57,904 investors lose Rs 368 cr in financial frauds
    Date :30-Apr-2019

 
 
Staff Reporter;
 
Nagpur is fast becoming a hub for floating fraudulent financial schemes and swindlers who dupe gullible investors and then simply vanish into thin air leaving thousands of people in a lurch. In a shocking revelation, the investigating machinery has confirmed that a whopping 57,904 investors have been duped by fraudsters to the tune of Rs 3,68,37,89,989 /- within 1,519 days (four year and two months) across the city. The police have managed to recover Rs 1,47,45,50,934/- from the economic offenders that is barely 40 per cent of the total amount lost.
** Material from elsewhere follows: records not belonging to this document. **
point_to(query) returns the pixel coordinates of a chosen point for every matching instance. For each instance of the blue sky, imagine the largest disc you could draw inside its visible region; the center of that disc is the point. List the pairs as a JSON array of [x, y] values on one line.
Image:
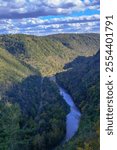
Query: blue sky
[[43, 17]]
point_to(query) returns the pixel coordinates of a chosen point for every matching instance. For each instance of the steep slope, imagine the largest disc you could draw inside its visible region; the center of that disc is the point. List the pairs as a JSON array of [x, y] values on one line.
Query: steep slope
[[32, 113], [11, 70], [49, 54], [82, 81]]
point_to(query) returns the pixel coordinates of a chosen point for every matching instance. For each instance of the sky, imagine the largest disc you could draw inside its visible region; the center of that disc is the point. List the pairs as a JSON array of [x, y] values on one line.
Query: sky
[[44, 17]]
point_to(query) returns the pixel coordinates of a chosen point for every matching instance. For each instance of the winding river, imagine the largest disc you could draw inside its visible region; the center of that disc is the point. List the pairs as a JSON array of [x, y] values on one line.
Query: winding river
[[73, 117]]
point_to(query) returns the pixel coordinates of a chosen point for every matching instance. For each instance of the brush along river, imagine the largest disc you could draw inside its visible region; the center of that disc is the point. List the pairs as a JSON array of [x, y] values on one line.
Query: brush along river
[[73, 117]]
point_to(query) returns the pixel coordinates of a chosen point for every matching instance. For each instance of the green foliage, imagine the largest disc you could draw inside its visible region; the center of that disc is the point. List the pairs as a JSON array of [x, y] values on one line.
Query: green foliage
[[43, 113], [82, 81], [49, 54], [32, 112], [9, 125]]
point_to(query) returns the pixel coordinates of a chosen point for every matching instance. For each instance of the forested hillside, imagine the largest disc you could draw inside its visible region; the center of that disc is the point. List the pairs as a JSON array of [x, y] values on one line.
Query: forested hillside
[[49, 54], [82, 81], [32, 112]]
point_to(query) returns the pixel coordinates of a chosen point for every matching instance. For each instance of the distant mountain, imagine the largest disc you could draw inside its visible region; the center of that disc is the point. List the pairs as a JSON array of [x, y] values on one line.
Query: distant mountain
[[82, 80], [49, 54], [32, 112]]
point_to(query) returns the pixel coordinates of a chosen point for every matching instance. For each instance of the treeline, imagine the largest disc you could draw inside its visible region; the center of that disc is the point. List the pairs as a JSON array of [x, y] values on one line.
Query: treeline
[[49, 54], [82, 80], [32, 116]]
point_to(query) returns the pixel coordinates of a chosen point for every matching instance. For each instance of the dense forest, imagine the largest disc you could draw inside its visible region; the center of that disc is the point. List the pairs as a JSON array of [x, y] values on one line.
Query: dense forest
[[32, 112], [82, 81]]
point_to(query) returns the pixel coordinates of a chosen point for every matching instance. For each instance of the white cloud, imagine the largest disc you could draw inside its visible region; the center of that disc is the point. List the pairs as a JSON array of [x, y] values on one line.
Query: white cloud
[[35, 8], [39, 26]]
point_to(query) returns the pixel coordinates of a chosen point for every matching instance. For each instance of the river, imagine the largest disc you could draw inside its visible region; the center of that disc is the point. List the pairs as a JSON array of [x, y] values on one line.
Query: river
[[73, 117]]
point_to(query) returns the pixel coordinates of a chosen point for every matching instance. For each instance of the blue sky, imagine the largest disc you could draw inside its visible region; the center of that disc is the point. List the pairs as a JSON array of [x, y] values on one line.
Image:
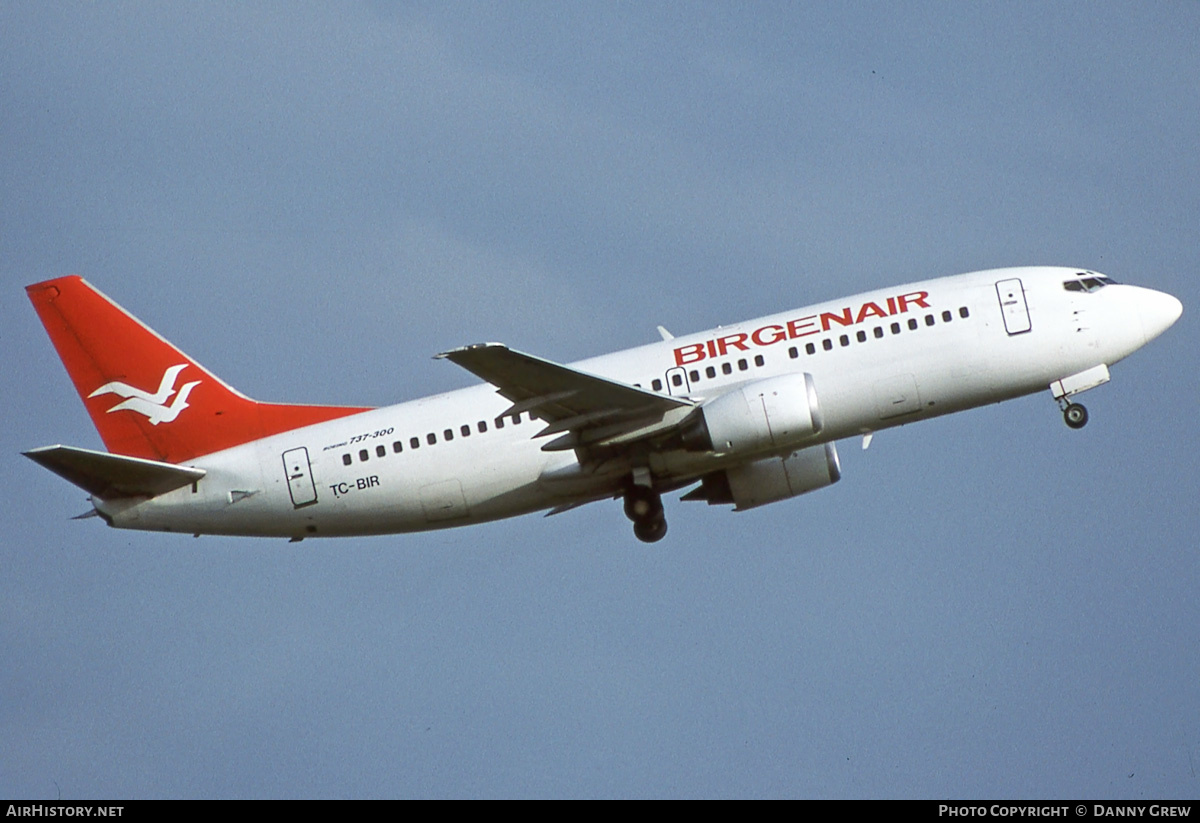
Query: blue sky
[[313, 199]]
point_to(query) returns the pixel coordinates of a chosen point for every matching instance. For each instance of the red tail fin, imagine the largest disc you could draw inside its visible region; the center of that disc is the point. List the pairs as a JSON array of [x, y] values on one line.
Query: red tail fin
[[145, 397]]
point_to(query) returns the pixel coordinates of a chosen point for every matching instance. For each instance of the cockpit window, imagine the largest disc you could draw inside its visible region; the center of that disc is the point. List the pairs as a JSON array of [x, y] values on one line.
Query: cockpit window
[[1090, 283]]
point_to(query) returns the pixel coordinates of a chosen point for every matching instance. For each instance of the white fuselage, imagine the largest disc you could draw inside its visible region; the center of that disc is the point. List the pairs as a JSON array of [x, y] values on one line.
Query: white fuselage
[[877, 360]]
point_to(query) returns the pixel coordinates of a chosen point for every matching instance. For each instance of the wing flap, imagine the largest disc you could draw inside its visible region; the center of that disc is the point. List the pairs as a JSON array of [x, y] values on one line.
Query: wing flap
[[567, 398], [109, 476]]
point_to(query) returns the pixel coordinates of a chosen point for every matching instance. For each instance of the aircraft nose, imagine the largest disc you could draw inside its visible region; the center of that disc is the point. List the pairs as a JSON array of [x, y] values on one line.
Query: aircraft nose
[[1158, 312]]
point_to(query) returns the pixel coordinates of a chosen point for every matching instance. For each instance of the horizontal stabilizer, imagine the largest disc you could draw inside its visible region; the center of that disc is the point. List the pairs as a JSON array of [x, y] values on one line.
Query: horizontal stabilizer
[[113, 475]]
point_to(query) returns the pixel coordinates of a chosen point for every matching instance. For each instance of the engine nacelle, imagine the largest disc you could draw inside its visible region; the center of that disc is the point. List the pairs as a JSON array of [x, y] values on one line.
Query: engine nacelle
[[772, 479], [771, 414]]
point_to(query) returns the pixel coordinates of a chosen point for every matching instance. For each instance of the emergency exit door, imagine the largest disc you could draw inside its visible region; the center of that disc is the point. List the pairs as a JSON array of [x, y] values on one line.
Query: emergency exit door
[[299, 473], [1013, 306]]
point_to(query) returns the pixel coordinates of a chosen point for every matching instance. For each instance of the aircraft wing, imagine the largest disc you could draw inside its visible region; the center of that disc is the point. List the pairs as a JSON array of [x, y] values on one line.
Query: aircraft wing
[[591, 409]]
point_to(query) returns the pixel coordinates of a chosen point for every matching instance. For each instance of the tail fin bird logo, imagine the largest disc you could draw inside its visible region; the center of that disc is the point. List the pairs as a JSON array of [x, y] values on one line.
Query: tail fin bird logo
[[154, 406]]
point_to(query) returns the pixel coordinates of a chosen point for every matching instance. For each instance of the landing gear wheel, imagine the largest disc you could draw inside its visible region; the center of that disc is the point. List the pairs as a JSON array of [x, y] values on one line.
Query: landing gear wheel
[[1075, 415], [642, 504], [651, 532]]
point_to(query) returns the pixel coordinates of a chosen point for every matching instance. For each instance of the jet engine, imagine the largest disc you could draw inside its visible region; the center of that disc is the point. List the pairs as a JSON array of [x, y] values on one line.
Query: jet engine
[[772, 479], [768, 414]]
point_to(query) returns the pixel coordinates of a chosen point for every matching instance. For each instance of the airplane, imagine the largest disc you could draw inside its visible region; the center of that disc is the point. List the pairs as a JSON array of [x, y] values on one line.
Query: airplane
[[745, 414]]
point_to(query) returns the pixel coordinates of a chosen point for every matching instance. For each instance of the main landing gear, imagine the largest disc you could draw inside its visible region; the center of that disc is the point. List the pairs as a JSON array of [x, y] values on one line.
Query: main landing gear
[[1074, 414], [643, 505]]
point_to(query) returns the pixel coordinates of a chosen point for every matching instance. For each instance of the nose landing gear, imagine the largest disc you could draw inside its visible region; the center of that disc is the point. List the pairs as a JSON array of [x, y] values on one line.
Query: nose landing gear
[[643, 506], [1074, 414]]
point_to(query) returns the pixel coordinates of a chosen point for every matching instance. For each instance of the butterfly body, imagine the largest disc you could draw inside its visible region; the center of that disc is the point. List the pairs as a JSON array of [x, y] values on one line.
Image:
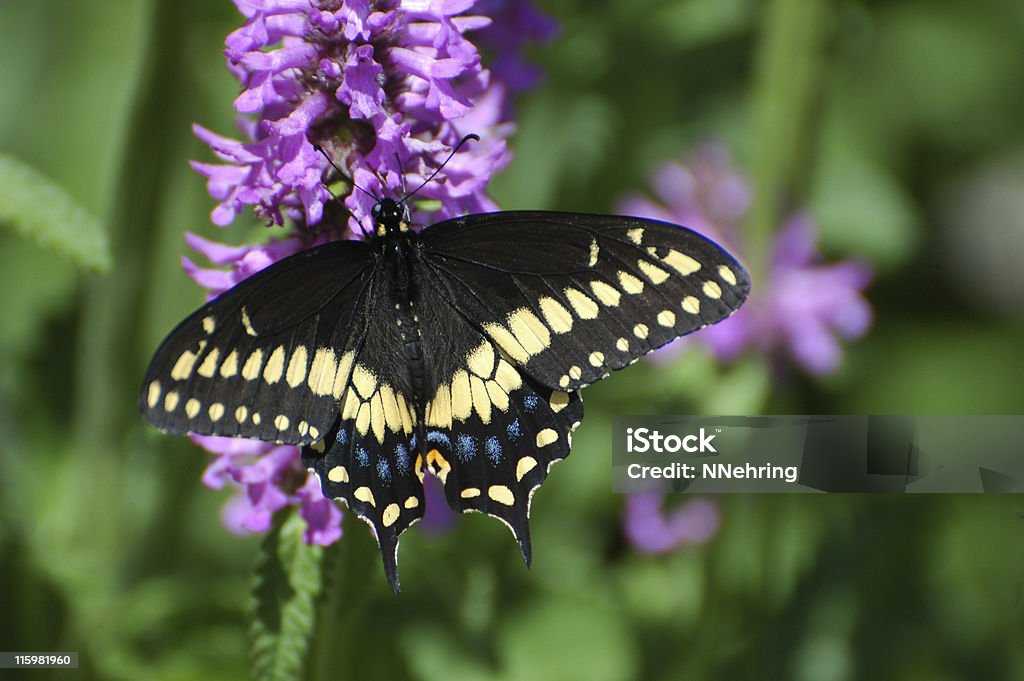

City Police in its reply to an RTI query filed by activist Abhay Kolarkar informed that a total of 75 economic offences were registered in the city from January 1, 2015 to February 28, 2019. Of them, 12 offences were related to the banks.
 
The police have arrested 138 persons including scamsters and office- bearers of Arvind Cooperative Bank, Elina Employment Resources Firm, Wasankar Wealth Management Ltd, Shikshak Sahkari Bank, VV Investment Ltd, Venus FX Company, Saiprakash Development Ltd, Qnet Science, Dhokeshwar Multi-state Urban Cooperative credit society, Vermicopompst project, Samruddhi Jeevan Multi Purpose Co-Op society. Along with these, the police have also filed cases pertaining to Bitcoin scam and various bogus share market schemes. A police officer said that even the promoters of such schemes always create third party interests over all the movable and immovable properties owned by them so that the money of the gullible investors could not be recovered.
 
From last one decade, Pramod Agrawal of Mahadeo Land Developers, Jayant and Varsha Zambre of J S Financial Services, Sameer Joshi of Shree Surya, Raviraj group and now Wasankar Wealth Management Group, the script is more or less same. Lure of high returns, flashy promotions, impressing initial investors by showering them with gifts and promised returns, the modus operandi is strikingly identical, yet every time they are able to dupe investors. In every case, hundreds of crores have been swallowed by scamsters without leaving any money trail.
 
Modus operandi of the swindlers
Despite apparently unbelievable claims made by such fly-by-night scamsters, why so many people invest their hard-earned money in such schemes ?
 
According to experts, the smooth operations by such financial wizkids rarely evoke suspicion as they are able to market their schemes so effectively. Initially, they make it a point to honour the commitment. The beneficiaries become brand ambassadors and often promote such schemes within his family and friends. This effective publicity and seemingly legitimate nature of the operations then create a mass hysteria and people repose faith in such investment Gurus hoping that he will deliver and multiply their money in record time. Lethargy of investigating machinery and regulatory bodies to crack the whip before things go out of hands, is another reason, as to why such schemes run for fairly long period. A basic check about valid permissions from the SEBI or RBI to collect money or invest in stock market, could have prevented most of the scams right in the initial phase.
 
But lure of fast money, financial illiteracy and apathy by regulators also helped the scamsters in amassing huge money and once the bubble pricked, the whole thing came crashing down. Though Wasankar Group was in news for all the wrong reasons since last few months and it came to fore that even basic statutory norms were being brazenly violated, the regulating agencies did precious little, giving lot of chance to the group to either park the collected money or tweak the documents to dilute their liability. The track-record of authorities in auctioning the properties of scamsters is quite dismal.
 
Under MPID the properties can be swiftly attached, trial can be conducted in special MPID court and ill-gotten money transferred to any third party can also be recovered. But very often, the fraudsters are able to stall the proceedings due to very complex nature of operations. After some time, the scamsters walk out of jail and resume their fraudulent activities by floating another company promising high return in very short span type scheme to attract innocent investors.